Depuis 2016, l'affaire des Panama Papers secoue la sphère financière internationale. Ces secousses n'épargnent pas la Suisse. L'Autorité de surveillance financière de l'Etat de New York (DFS) a notamment ouvert une enquête à l'encontre du Credit Suisse. Philipp Hadorn (ps, SO) a déposé une motion qui charge le Conseil fédéral de déterminer si, dans l'affaire des Panama Papers, les prestataires financiers helvétiques ont respecté la législation suisse en matière d'évasion fiscale. Il propose que la FINMA et le Ministère public de la Confédération entament une procédure d'entraide administrative ou judiciaire avec le DFS américain. Face à cette requête, le Conseil fédéral s'est montré sceptique.

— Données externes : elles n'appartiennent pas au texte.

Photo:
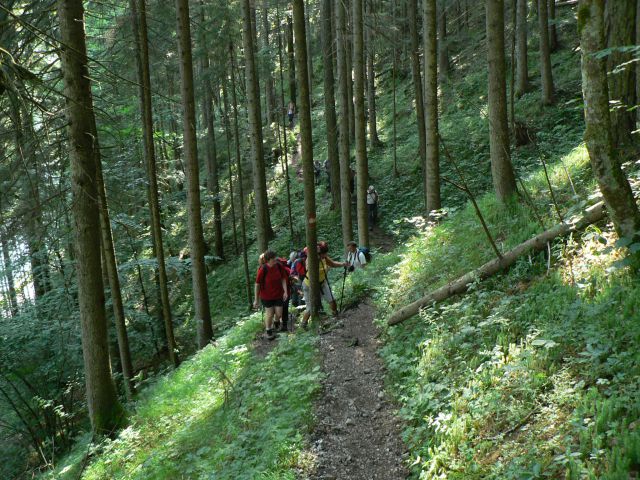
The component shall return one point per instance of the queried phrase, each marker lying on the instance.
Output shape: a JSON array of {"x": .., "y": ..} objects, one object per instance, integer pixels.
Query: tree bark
[
  {"x": 196, "y": 238},
  {"x": 432, "y": 159},
  {"x": 292, "y": 61},
  {"x": 306, "y": 142},
  {"x": 374, "y": 140},
  {"x": 522, "y": 68},
  {"x": 330, "y": 104},
  {"x": 285, "y": 142},
  {"x": 144, "y": 80},
  {"x": 105, "y": 412},
  {"x": 553, "y": 31},
  {"x": 603, "y": 155},
  {"x": 497, "y": 265},
  {"x": 8, "y": 273},
  {"x": 362, "y": 167},
  {"x": 272, "y": 114},
  {"x": 444, "y": 65},
  {"x": 620, "y": 31},
  {"x": 263, "y": 226},
  {"x": 504, "y": 181},
  {"x": 343, "y": 72},
  {"x": 213, "y": 182},
  {"x": 546, "y": 74},
  {"x": 243, "y": 223},
  {"x": 412, "y": 18}
]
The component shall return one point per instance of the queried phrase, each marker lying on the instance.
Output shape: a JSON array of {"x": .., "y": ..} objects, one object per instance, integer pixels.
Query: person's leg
[
  {"x": 278, "y": 315},
  {"x": 268, "y": 321},
  {"x": 327, "y": 294},
  {"x": 284, "y": 322}
]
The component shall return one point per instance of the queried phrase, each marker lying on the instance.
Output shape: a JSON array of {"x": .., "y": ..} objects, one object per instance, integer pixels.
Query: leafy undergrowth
[
  {"x": 534, "y": 374},
  {"x": 224, "y": 413}
]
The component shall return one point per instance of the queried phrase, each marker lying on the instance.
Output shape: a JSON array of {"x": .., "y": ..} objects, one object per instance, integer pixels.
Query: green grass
[{"x": 224, "y": 413}]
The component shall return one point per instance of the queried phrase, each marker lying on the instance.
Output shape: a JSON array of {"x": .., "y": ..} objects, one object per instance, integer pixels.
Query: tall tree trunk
[
  {"x": 444, "y": 66},
  {"x": 371, "y": 77},
  {"x": 349, "y": 49},
  {"x": 292, "y": 61},
  {"x": 105, "y": 412},
  {"x": 504, "y": 181},
  {"x": 417, "y": 84},
  {"x": 432, "y": 163},
  {"x": 553, "y": 31},
  {"x": 284, "y": 127},
  {"x": 227, "y": 133},
  {"x": 306, "y": 142},
  {"x": 613, "y": 184},
  {"x": 196, "y": 238},
  {"x": 546, "y": 73},
  {"x": 243, "y": 223},
  {"x": 394, "y": 81},
  {"x": 144, "y": 80},
  {"x": 33, "y": 226},
  {"x": 213, "y": 182},
  {"x": 330, "y": 104},
  {"x": 344, "y": 150},
  {"x": 112, "y": 274},
  {"x": 263, "y": 227},
  {"x": 8, "y": 273},
  {"x": 307, "y": 15},
  {"x": 522, "y": 68},
  {"x": 270, "y": 90},
  {"x": 362, "y": 167},
  {"x": 620, "y": 31}
]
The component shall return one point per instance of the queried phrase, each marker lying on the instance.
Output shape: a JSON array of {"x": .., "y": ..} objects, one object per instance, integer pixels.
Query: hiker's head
[
  {"x": 323, "y": 248},
  {"x": 270, "y": 257}
]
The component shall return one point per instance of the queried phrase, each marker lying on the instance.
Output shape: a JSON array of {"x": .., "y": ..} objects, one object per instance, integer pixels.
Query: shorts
[
  {"x": 271, "y": 303},
  {"x": 325, "y": 292}
]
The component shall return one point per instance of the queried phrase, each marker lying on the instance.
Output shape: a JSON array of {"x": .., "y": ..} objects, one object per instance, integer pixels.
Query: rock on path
[{"x": 357, "y": 435}]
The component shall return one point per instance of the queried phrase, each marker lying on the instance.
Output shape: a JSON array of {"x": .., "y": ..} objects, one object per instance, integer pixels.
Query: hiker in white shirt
[{"x": 355, "y": 258}]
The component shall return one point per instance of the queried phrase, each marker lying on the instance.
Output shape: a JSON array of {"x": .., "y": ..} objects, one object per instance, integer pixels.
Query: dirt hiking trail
[{"x": 357, "y": 435}]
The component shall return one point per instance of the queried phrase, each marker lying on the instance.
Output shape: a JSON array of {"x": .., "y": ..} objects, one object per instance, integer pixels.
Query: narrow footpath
[{"x": 357, "y": 435}]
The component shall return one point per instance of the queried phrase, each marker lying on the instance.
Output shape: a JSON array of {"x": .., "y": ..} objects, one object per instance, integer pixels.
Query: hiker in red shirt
[{"x": 270, "y": 289}]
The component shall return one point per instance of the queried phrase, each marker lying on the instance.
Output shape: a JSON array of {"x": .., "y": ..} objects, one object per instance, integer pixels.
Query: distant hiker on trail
[
  {"x": 325, "y": 289},
  {"x": 270, "y": 289},
  {"x": 352, "y": 180},
  {"x": 291, "y": 110},
  {"x": 356, "y": 259},
  {"x": 298, "y": 274},
  {"x": 372, "y": 206},
  {"x": 327, "y": 170}
]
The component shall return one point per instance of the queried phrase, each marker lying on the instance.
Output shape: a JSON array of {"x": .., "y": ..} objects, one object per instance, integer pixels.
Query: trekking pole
[{"x": 344, "y": 277}]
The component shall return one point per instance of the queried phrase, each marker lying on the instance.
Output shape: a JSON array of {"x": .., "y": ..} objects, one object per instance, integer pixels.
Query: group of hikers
[{"x": 279, "y": 281}]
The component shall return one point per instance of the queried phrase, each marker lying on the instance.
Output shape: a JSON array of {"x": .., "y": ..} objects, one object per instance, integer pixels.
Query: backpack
[{"x": 366, "y": 252}]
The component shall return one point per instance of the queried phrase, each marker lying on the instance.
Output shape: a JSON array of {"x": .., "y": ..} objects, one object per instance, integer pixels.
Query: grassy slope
[{"x": 531, "y": 375}]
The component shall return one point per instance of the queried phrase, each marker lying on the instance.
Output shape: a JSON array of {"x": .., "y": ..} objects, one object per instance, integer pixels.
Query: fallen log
[{"x": 591, "y": 215}]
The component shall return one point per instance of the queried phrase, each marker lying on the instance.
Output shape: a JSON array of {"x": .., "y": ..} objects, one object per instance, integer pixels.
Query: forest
[{"x": 319, "y": 239}]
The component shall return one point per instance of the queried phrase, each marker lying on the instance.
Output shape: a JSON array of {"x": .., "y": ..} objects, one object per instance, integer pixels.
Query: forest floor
[{"x": 357, "y": 435}]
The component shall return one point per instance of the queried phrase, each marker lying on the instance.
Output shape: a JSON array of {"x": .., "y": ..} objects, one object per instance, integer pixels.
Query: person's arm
[{"x": 256, "y": 301}]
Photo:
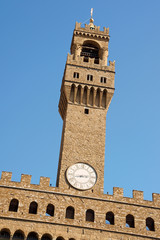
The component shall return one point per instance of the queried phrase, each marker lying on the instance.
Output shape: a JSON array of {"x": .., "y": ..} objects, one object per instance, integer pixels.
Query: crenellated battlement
[
  {"x": 95, "y": 31},
  {"x": 44, "y": 186},
  {"x": 79, "y": 60}
]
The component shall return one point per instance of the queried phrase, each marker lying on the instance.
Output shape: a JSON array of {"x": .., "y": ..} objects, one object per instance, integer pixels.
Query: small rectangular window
[
  {"x": 103, "y": 80},
  {"x": 90, "y": 77},
  {"x": 76, "y": 75},
  {"x": 86, "y": 111}
]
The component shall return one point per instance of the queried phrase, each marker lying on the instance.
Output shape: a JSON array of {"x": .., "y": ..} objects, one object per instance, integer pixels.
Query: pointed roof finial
[{"x": 91, "y": 20}]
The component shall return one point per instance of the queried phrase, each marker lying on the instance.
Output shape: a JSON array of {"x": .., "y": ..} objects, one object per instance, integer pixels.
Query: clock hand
[{"x": 81, "y": 176}]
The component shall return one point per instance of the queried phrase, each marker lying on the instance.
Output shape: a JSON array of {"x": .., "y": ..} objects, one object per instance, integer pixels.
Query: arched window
[
  {"x": 46, "y": 237},
  {"x": 4, "y": 234},
  {"x": 50, "y": 210},
  {"x": 13, "y": 207},
  {"x": 18, "y": 235},
  {"x": 130, "y": 221},
  {"x": 90, "y": 215},
  {"x": 110, "y": 218},
  {"x": 59, "y": 238},
  {"x": 90, "y": 50},
  {"x": 150, "y": 224},
  {"x": 32, "y": 236},
  {"x": 33, "y": 208},
  {"x": 70, "y": 212}
]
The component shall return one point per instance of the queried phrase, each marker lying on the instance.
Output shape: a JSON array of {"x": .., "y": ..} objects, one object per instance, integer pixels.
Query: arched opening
[
  {"x": 18, "y": 235},
  {"x": 4, "y": 234},
  {"x": 72, "y": 93},
  {"x": 46, "y": 237},
  {"x": 90, "y": 215},
  {"x": 59, "y": 238},
  {"x": 70, "y": 212},
  {"x": 110, "y": 218},
  {"x": 97, "y": 101},
  {"x": 130, "y": 221},
  {"x": 104, "y": 96},
  {"x": 90, "y": 50},
  {"x": 85, "y": 95},
  {"x": 78, "y": 97},
  {"x": 32, "y": 236},
  {"x": 13, "y": 207},
  {"x": 91, "y": 96},
  {"x": 150, "y": 224},
  {"x": 33, "y": 208},
  {"x": 50, "y": 210}
]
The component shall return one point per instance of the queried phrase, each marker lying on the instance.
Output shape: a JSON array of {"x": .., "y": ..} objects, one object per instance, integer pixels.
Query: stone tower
[
  {"x": 77, "y": 208},
  {"x": 86, "y": 92}
]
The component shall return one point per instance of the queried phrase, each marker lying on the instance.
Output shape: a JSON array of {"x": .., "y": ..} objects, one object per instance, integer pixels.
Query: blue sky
[{"x": 35, "y": 39}]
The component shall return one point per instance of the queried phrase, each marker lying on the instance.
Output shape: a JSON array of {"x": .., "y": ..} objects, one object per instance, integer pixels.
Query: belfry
[
  {"x": 77, "y": 208},
  {"x": 86, "y": 92}
]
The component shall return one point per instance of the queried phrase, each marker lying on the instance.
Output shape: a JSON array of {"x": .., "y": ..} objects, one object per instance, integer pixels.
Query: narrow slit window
[
  {"x": 76, "y": 75},
  {"x": 103, "y": 80},
  {"x": 90, "y": 77},
  {"x": 86, "y": 111}
]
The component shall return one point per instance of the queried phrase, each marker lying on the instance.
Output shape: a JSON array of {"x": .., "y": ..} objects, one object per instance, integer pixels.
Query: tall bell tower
[{"x": 86, "y": 92}]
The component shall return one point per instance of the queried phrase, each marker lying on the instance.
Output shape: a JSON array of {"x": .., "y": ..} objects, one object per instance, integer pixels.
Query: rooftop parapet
[
  {"x": 88, "y": 29},
  {"x": 44, "y": 185},
  {"x": 79, "y": 60}
]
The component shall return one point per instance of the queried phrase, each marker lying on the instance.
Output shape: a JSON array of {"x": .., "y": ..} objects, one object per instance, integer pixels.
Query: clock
[{"x": 81, "y": 176}]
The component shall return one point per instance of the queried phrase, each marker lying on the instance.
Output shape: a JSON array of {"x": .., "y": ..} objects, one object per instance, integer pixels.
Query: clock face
[{"x": 81, "y": 176}]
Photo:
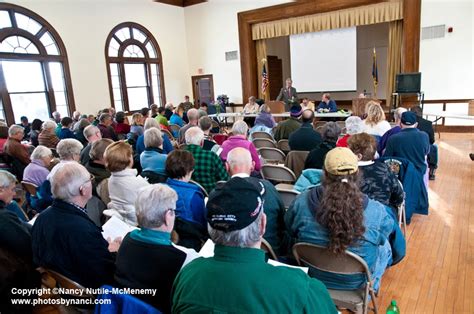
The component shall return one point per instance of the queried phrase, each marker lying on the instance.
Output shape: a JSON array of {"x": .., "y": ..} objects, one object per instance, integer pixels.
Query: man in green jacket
[{"x": 237, "y": 279}]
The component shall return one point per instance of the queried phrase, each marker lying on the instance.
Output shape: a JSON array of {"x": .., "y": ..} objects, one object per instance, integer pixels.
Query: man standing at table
[
  {"x": 327, "y": 104},
  {"x": 288, "y": 94}
]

Ueli Maurer a notamment souligné, dans son intervention devant la chambre du peuple, que la FINMA et le Ministère public de la Confédération étaient deux autorités indépendantes du gouvernement et du Parlement, et que l'Office fédéral de la justice (OFJ) n'avait pas reçu de demande d'entraide de la part des autorités américains. Lors du vote, seul le PS et les Verts ont voté en faveur de la motion qui a donc été rejetée par 133 voix contre 55 et 2 abstentions.

Panama Papers. Collaboration avec les autorités de surveillance financière et le Ministère public américains
Panama Papers

Face à l'affaire des Panama Papers, la FINMA a établi un rapport qui étudie le comportement des institutions financières helvétiques, avec un focus sur les obligations de diligence qui proviennent de la loi sur le blanchiment d'argent (LBA). Ada Marra (ps, VD) a déposé un postulat afin d'assurer la publication de ce rapport. Elle estime que la transparence est un levier dissuasif pour les banques qui doivent protéger à tout prix leur réputation. De plus, elle considère qu'il est important de connaître les recommandations de la FINMA avant de déterminer si les instruments de lutte contre le blanchiment d'argent, dans la législation suisse, sont adéquats. Le Conseil fédéral s'est opposé à la motion. Il a indiqué que la FINMA était une entité indépendante sur laquelle ni le gouvernement, ni le Parlement n'avaient de pouvoir. Lors du vote au Conseil national, l'objet a été rejeté par 133 voix contre 55 et 2 abstentions. Seul le PS et les Verts se sont positionnés en faveur de la publication du rapport de la FINMA.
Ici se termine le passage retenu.